Das Beratungstelefon ist für alle Menschen gedacht, die Probleme mit dem §175, 175a hatten oder mit § 151 in der DDR, das war der Paragraf mit den gleichgeschlechtlichen Handlungen unter 18 Jahren verfolgt wurden – das betraf also auch Frauen. So waren Lesben und Schwule gleichermaßen betroffen. Nicht nur homosexuelle, sondern auch heterosexuelle Männer, die sich ausprobieren wollten,  litten ebenfalls darunter, sowie Opfer sexueller Handlungen, denn § 175a bestrafte in solchen Fällen nicht nur die Täterund auch Transfrauen, die noch als Männer bei den Behörden registriert waren und die geschlechtsangleichende Behandlung noch nicht abgeschlossen war – auch solche Betroffene wurden von uns beraten und konnten Entschädigungen erhalten. Das Rehabilitierungsgesetz ist auch neutral formuliert, also da steht nicht drin, dass nur schwuler Sex rehabilitiert wird, es geht dabei um Personen. Das können also alle sein.

Wie sieht es in den Fällen aus, in denen Anspruchsberechtigte schon verstorben sind?Können da noch Familie oder Lebenspartner Entschädigung verlangen?
Leider nicht, was die machen können, ist eine Rehabilitierungsbescheinigung beantragen, aber eine Entschädigung können wirklich nur die Antragssteller selbst fordern. Das heißt, wenn jemand verstorben ist kann niemand im Nachhinein einen Antrag auf Entschädigung stellen. Das ist nicht übertragbar oder vererbbar.

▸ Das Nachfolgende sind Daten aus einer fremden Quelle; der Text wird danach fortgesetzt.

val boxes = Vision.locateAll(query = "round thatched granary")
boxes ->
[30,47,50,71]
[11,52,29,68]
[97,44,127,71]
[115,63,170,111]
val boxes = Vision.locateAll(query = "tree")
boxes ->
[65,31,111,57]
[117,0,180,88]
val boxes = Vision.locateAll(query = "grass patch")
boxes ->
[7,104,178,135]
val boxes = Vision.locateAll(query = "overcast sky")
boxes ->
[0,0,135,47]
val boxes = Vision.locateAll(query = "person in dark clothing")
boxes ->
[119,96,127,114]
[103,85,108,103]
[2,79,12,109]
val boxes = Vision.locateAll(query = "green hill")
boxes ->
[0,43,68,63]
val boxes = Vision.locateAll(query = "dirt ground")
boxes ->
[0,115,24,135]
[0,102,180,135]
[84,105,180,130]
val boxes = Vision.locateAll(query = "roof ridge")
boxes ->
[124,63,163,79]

Zwischen 1949 und 1969 kam es in BRD zu 50.000 Verurteilungen dieser Art. Haben Sie Zahlen, wie viele Ihr Beratungsangebot bereits genutzt haben?
Ich kann natürlich nur unsere Zahlen nennen – ich hatte bis jetzt mit 112 Personen zu tun. Also seit 2017, kurz bevor das Rehabilitierungsgesetz am 22. Juli in Kraft getreten ist, habe ich hier meine Stelle angefangen. Diese 112 Personen hatten teilweise auch mehr als eine Verurteilung und polizeiliche Ermittlungen vorzuweisen. Da komme ich auf 170 Vorgänge insgesamt, von denen auch fast alle mit einer Entschädigungszahlung abgeschlossen worden sind.
Das Bundesamt für Justiz hat mehr Fälle, da alle unsere Fälle dort landen und es auch Menschen gibt, die unseren Service nicht nutzen und alles eigenständig lösen. Genaue Zahlen kenne ich da nicht, aber es sind wohl keine 300 Personen. Man ist initial davon ausgegangen, dass etwa 5000 Anspruchsberechtigte noch leben. Das heißt, es sind noch nicht einmal 10 Prozent erreicht worden.
Das hat verschiedenste Gründe: Wir wissen es nicht genau, aber die meisten werden bereits verstorben sein. Wer beispielsweise 1950 schon 30 Jahre alt war, der lebt jetzt einfach nicht mehr. Außerdem ist das Gesetz viel zu wenig bekannt. Ich erlebe es immer wieder, dass Betroffene nichts von ihren Ansprüchen wissen.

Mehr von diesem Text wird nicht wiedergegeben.